In R code, this might be something like

n <- 1e6

total <- 0
for (i in 1:n) {
  sample <- # sampling code for 1 sample
  total <- total + phi(sample)
}

MCest <- total / n

6.      Show that the indicator functions \(\mathbb I_A(X)\) and \(\mathbb I_B(X)\) have correlation 0 if and only if the events \(\{X \in A\}\) and \(\{X \in B\}\) are independent.

Solution. Recall that two random variables \(U\), \(V\) have correlation 0 if and only if their covariance \(\Cov(U,V) = \Ex UV - (\Ex U)(\Ex V)\) is 0 too.

We know that \(\Exg\Ind_A(X) = \mathbb P(X \in A)\) and \(\Exg \Ind_B(Y) = \mathbb P(X \in B)\). What about \(\Exg \Ind_A(X) \Ind_B(X)\)? Well, \(\Ind_A(x) \Ind_B(x)\) is 1 if and only if both indicator functions equal 1, which is if and only if both \(x \in A\) and \(x \in B\). So \(\Exg \Ind_A(X) \Ind_B(X) = \mathbb P(X \in A \text{ and } X \in B)\).

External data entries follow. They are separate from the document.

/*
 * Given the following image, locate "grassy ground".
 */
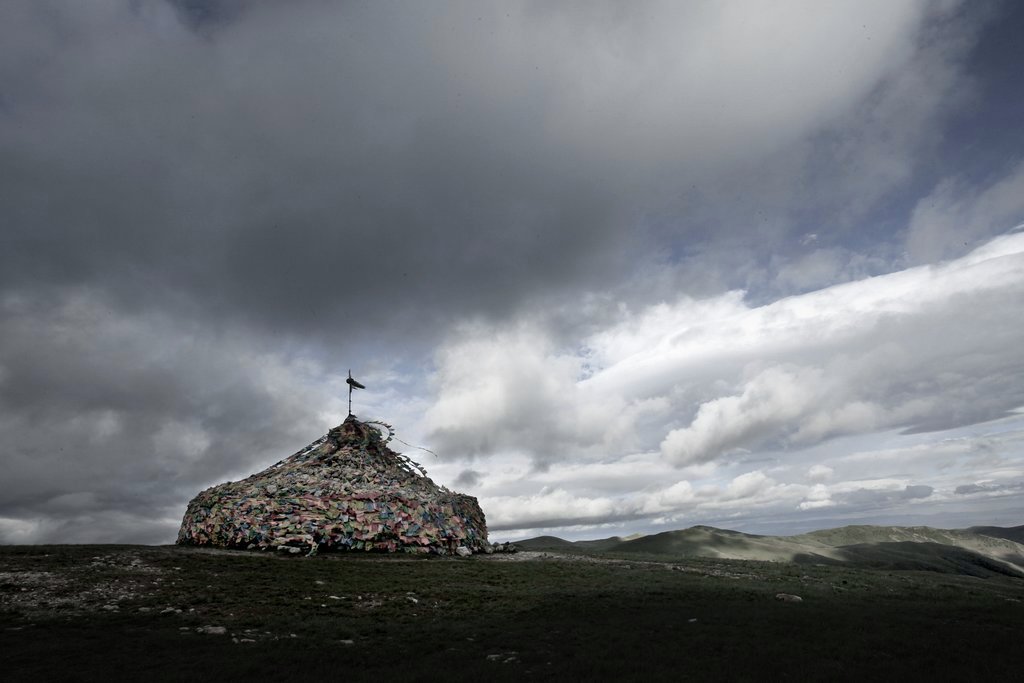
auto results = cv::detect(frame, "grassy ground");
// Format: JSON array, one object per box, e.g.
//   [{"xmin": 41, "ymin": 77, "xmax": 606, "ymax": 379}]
[{"xmin": 0, "ymin": 546, "xmax": 1024, "ymax": 681}]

So the covariance is \[ \Cov \big(\Ind_A(X), \Ind_B(X) \big) = \mathbb P(X \in A \text{ and } X \in B) - \mathbb P(X \in A)\, \mathbb P(X \in B) . \] If this is 0, then \(\mathbb P(X \in A \text{ and } X \in B) = \mathbb P(X \in A)\, \mathbb P(X \in B)\), which is precisely the definition of those two events being independent.

7.      Let \(X\) be an exponential distribution with rate 1.

(a)   Estimate \(\mathbb EX^{2.1}\) using the standard Monte Carlo method.

n <- 1e6
samples <- rexp(n, 1)
mean(samples^2.1)

[1] 2.199144

(b)   Estimate \(\mathbb EX^{2.1}\) using \(X^2\) as a control variate. (You may recall that if \(Y\) is exponential with rate \(\lambda\) then \(\mathbb EY^2 = 2/\lambda^2\).)

Solution. We have \(\Ex X^2 = 2\). So, re-using the same sample as before (you don’t have to do this), our R code is as follows.

mean(samples^2.1 - samples^2) + 2

[1] 2.198019

(c)   Which method is better?

Solution. The better answer is the one with the smaller varaince (or, equivalently, mean-square or root-mean-square error).

For the basic method,

var(samples^2.1)

[1] 28.03217

For the control variate method,

var(samples^2.1 - samples^2)

[1] 0.6907415

So the control variates method is much, much better.

8.      Let \(Z\) be a standard normal distribution. A statistician has been investigating Monte Carlo estimates of \(\mathbb EZ^k\) for different positive integers values of \(k\). Her colleague suggests using \(Z' = -Z\) as an antithetic variable. Without running any R code, explain whether or not this is a good idea (a) when \(k\) is even; (b) when \(k\) is odd.

Solution.

(a) When \(k\) is even, we have \(Z^k = (-Z)^k\). So the antithetic variables method just repeats each sample twice. This is obviously no benefit at all, and just wastes time. Indeed, we have perfect positive correlation \(\rho = +1\), which is the “worst-case scenario”.

(b) When \(k\) is odd, we have \(Z^k = -(-Z)^k\). In this case we know that \(\Ex Z^k = 0\), because the results for positive \(z\) exactly balance out those for negative \(z\), so no Monte Carlo sampling is necessary. If our statistician has somehow forgotten that, though, she will get a pleasant surprise! After just two samples, she will get the estimate \[\frac{1}{2} \big(Z_1^k + (-Z_1)^k \big) = \frac{1}{2} (Z_1^k - Z_1^k) = 0 ,\] Thereby getting the result exactly right. Indeed, we have perfect negative correlation \(\rho = -1\), which is the “best-case scenario”.